News on Friday that a federal court convicted former Donald Trump adviser Roger Stone on seven counts, including obstruction of a proceeding, false statements, and witness tampering only added to Trump’s woes as the second day of impeachment hearings played out in Washington. Stone’s conviction certainly added to an aura of criminality that surrounds Trump, as more aides and advisers are convicted and sentenced to prison time.
The guilty verdicts also returned focus to the dismal job the campaign press did in 2016. Specifically, the media treated a bottom feeder like Stone as a serious person while wallowing in the Democratic emails that Russian operatives stole, and for which Stone served as a conduit for Republicans.

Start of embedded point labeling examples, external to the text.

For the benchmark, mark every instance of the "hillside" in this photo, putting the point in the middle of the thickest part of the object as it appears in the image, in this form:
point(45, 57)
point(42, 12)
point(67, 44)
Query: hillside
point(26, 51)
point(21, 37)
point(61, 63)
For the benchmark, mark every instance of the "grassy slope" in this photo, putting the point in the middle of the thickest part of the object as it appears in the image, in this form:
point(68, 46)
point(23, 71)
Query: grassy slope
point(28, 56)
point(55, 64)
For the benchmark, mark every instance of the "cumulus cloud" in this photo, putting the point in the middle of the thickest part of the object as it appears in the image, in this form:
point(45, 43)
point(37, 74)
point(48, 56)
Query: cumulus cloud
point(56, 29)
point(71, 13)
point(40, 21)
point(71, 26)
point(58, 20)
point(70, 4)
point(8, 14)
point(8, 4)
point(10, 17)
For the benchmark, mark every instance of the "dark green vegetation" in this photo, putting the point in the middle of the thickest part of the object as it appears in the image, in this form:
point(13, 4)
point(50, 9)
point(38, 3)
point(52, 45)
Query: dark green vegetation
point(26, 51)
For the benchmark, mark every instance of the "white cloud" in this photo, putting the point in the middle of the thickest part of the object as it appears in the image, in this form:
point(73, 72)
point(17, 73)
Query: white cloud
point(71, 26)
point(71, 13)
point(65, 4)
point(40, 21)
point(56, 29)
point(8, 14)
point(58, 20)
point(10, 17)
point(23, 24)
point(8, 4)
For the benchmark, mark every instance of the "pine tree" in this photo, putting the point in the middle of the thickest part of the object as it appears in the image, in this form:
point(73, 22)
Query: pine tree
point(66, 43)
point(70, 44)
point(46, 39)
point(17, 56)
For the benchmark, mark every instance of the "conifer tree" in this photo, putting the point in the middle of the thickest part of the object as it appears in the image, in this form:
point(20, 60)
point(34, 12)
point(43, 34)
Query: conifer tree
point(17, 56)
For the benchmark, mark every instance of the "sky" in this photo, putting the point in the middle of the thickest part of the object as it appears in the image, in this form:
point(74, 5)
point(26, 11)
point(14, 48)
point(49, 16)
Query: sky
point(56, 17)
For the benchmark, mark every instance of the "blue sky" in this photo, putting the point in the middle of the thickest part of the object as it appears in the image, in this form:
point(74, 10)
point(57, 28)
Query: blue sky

During the 2016 campaign, both The New York Times and The Washington Post couldn’t stop quoting Stone, and couldn’t stop whitewashing his ugly past. In their pages, Stone was vaguely tagged as a “Trump confidant,” a “veteran political operative,” “an informal adviser,” “a political strategist,” the “master of the political dark arts,” a “sometime-Trump adviser,” and yes, a “Trump supporter.” What did news outlets politely leave out in 2016, when Stone became a go-to source? They left out his racist and radically hateful past.
From Media Matters:
Stone called commentator Roland Martin a “stupid negro” and “fat negro.” He referred to commentator Herman Cain as “mandingo” and called former Rep. Allen West (R-FL) an “arrogant know-it-all negro.” He also called commentator Al Sharpton a “professional negro” who likes fried chicken and asked if former Republican presidential candidate Ben Carson was an “Uncle Tom.”
Additionally, Stone attacked New York Times columnist Gail Collins as an “elitist c*nt” and tweeted “DIE BITCH” at former Times executive editor Jill Abramson. Back in 2008, Stone formed the anti-Clinton group called “C.U.N.T.” Keep in mind, Stone had been banned by both CNN and MSNBC because he was so untrustworthy, but the Times and Post had no trouble trusting him.